Actor Michael Axel does a great job of making human the overwhelmed Bard, who may be in over his head as he tries to uncover the facts of the plot, satisfy his obligations to Cecil (Richard Mueller) and the King (Clinton Clark), avoid both treason and becoming a government propagandist, placate Richard Burbage (Ed Victor) and their Globe Theater cohorts, and perhaps even patch up his strained relationship with his daughter, Judith (Emily Cady), the twin of Shag’s dead son.

That’s a lot of serious business to address in two acts. Though many of its aims are lofty, there’s clever fun to be had in “Equivocation.” Case in point: Early in the proceedings, Judith admits to hating the unnatural technique of using a soliloquy — in a soliloquy, of course.

With the exceptions of Axel and Cady, each of the actors, including Shane Ketterman as Armin, Catesby and others, portray multiple characters in the engrossing drama. And given the meta nature of the play, there are scenes in which real life bleeds over into Globe company actors attempting to grapple with the resulting material in rehearsals for the Gunpowder play, so explosive the scripts are kept under lock and key.

Questions arise as Shagspeare digs deeper in his attempts to flesh out the story. How exactly did the conspirators dig a tunnel under Parliament, under the nose of Cecil — who’s so well-informed he somehow got his devious hands on one of Shag’s early drafts of the Gunpowder play, and claims to know the location of every pepper flake in London.

Further, how did the conspirators stop water from nearby River Thames from leaking into said tunnel? Where did all the dirt from such a tunnel project wind up?

Cecil reluctantly permits Shag to interview the imprisoned plotters, who begin to stir sympathies in Shag, despite the fact that he’s there to create fake news. Among the prisoners is the wise Henry Garnet (Victor), a priest who, despite the political events he’s caught up in, remains true to himself and his notion of truth. Shag implores Garnet to explain to him the art of equivocation, the truth behind the lie.

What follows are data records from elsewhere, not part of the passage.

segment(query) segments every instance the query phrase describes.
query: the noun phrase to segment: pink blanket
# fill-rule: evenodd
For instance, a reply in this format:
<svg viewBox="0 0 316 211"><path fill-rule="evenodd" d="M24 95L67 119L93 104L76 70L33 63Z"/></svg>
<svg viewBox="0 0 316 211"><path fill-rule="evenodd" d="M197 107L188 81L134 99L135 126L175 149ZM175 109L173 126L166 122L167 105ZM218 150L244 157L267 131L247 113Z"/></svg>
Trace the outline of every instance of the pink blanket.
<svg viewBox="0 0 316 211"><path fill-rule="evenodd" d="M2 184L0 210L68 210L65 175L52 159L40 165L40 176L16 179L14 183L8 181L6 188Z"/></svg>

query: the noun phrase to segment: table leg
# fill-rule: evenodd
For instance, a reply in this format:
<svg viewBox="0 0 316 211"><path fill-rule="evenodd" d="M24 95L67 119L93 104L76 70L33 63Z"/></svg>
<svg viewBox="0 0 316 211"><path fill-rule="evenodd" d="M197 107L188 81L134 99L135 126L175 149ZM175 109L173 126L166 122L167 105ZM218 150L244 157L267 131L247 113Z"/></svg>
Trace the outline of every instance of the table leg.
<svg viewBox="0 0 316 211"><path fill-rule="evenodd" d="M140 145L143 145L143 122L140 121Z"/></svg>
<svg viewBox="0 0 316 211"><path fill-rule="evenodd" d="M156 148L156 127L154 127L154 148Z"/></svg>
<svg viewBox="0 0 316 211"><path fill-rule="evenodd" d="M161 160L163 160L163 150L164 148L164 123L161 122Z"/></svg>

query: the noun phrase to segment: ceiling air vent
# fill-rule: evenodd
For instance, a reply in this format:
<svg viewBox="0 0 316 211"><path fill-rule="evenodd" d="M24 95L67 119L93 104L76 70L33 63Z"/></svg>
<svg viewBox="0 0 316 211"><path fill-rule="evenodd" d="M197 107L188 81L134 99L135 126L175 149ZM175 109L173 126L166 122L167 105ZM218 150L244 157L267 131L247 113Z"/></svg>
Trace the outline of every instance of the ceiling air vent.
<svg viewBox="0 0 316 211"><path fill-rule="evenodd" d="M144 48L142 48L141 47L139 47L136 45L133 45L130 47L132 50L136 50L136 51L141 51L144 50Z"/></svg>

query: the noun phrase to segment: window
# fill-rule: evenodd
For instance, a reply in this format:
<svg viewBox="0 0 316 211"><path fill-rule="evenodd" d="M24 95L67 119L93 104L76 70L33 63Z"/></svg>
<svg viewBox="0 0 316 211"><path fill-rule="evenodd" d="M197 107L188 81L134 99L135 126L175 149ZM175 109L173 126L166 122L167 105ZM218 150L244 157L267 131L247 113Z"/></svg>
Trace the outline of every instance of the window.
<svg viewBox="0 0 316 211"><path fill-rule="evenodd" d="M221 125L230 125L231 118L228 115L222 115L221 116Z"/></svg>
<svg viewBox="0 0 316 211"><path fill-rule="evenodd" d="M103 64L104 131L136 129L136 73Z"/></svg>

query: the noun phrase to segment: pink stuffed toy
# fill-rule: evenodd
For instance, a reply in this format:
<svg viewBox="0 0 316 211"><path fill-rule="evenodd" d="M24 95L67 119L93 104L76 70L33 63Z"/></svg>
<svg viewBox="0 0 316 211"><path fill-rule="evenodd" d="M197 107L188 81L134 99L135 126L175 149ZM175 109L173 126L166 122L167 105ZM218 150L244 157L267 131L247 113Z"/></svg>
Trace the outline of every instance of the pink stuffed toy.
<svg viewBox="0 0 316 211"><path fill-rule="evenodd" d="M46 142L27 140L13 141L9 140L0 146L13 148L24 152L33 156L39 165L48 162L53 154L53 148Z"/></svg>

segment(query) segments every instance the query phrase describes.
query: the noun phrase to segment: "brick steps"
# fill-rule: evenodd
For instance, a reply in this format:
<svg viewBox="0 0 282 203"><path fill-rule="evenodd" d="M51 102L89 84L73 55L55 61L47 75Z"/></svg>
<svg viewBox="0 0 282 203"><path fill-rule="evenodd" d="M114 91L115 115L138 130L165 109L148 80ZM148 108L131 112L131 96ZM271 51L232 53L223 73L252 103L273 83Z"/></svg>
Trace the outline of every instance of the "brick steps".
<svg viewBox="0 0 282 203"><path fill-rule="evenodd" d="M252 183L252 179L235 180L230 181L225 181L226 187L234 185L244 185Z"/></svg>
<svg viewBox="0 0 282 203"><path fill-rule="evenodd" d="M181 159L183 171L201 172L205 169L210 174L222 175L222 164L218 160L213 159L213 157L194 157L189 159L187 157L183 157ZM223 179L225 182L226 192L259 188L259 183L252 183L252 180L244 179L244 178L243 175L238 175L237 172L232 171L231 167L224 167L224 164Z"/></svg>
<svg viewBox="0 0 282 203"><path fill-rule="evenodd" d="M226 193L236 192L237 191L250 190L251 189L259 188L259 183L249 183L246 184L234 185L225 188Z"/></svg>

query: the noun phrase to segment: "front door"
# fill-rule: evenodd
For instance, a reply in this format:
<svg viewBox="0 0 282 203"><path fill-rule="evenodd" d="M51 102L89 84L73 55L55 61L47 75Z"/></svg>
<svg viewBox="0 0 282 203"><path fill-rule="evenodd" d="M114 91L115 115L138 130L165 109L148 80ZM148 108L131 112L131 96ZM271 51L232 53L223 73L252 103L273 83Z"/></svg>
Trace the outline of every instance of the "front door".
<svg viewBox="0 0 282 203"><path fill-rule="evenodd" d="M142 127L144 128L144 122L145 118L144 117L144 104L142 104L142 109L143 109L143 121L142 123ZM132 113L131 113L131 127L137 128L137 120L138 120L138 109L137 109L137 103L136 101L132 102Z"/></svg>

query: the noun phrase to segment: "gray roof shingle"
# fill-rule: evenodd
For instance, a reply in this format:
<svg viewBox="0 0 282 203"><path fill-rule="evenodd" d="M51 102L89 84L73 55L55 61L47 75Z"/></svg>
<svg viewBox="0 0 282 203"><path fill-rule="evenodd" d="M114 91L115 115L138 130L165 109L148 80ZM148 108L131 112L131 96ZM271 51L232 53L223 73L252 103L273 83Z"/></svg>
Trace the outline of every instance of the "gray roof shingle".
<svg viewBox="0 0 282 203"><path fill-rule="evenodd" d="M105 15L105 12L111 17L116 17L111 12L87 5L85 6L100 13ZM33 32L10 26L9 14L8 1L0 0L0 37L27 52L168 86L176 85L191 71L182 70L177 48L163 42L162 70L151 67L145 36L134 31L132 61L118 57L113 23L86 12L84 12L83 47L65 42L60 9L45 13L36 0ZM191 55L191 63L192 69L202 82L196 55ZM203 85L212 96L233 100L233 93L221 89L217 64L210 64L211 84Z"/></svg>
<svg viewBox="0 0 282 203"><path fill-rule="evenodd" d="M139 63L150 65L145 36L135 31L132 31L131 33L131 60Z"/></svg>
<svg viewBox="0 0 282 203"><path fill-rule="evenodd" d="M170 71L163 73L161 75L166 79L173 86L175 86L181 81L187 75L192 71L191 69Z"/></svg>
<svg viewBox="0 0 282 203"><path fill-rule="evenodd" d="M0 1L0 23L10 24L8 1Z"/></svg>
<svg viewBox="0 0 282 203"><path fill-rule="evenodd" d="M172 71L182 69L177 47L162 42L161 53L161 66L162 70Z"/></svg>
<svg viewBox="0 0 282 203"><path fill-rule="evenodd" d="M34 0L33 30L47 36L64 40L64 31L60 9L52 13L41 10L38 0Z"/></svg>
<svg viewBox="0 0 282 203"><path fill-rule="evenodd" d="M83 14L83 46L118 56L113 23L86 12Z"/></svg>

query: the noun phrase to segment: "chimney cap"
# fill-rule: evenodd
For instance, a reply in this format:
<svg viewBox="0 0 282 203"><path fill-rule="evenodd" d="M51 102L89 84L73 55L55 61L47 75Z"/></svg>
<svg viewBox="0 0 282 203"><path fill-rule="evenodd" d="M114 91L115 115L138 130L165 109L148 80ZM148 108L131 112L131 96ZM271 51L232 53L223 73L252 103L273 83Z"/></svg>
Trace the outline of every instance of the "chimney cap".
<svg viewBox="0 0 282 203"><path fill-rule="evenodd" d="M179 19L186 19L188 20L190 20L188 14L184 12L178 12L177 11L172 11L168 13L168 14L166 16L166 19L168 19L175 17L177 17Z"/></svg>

“Now, we just think of an equivocator as a liar. But in this time, if you tell a lie, it’s a sin. If you take an oath before God to tell the truth, you go to hell for lying. This is a way for Catholics to tell the truth so you don’t go to hell.”

Rather than the commissioned play, Shag ultimately writes a metaphor for the Gunpowder Plot — “Macbeth,” so full of concealed truth (and witches — James likes witches) that it evokes a strong reaction from Cecil.

Some believe Shakespeare wrote “Macbeth” as a metaphor for the Gunpowder Plot, Jenkins said.

“He did write covertly about current events,” Jenkins said, noting “King Lear,” one of the many plays Shakespeare wrote after the Gunpowder Plot — and after a bit of a dry spell — as an example. In that play, the king wants to retire and attempts to divide his kingdom among his three daughters, which ends poorly for all of them. At the time, King James I, wanted to unite his Scottish and English kingdoms.

“‘Lear’ was, I believe, a piece of propaganda supporting unity, to show what divisiveness could do,” Jenkins said.

And in “Macbeth,” the simple use of the word “train” is also a loaded reference to the Gunpowder Plot.

“The fuse, when you roll out gunpowder and it burns back and blows up, that’s called the ‘train,’” Jenkins said. “The audience would react to that meaning of it.”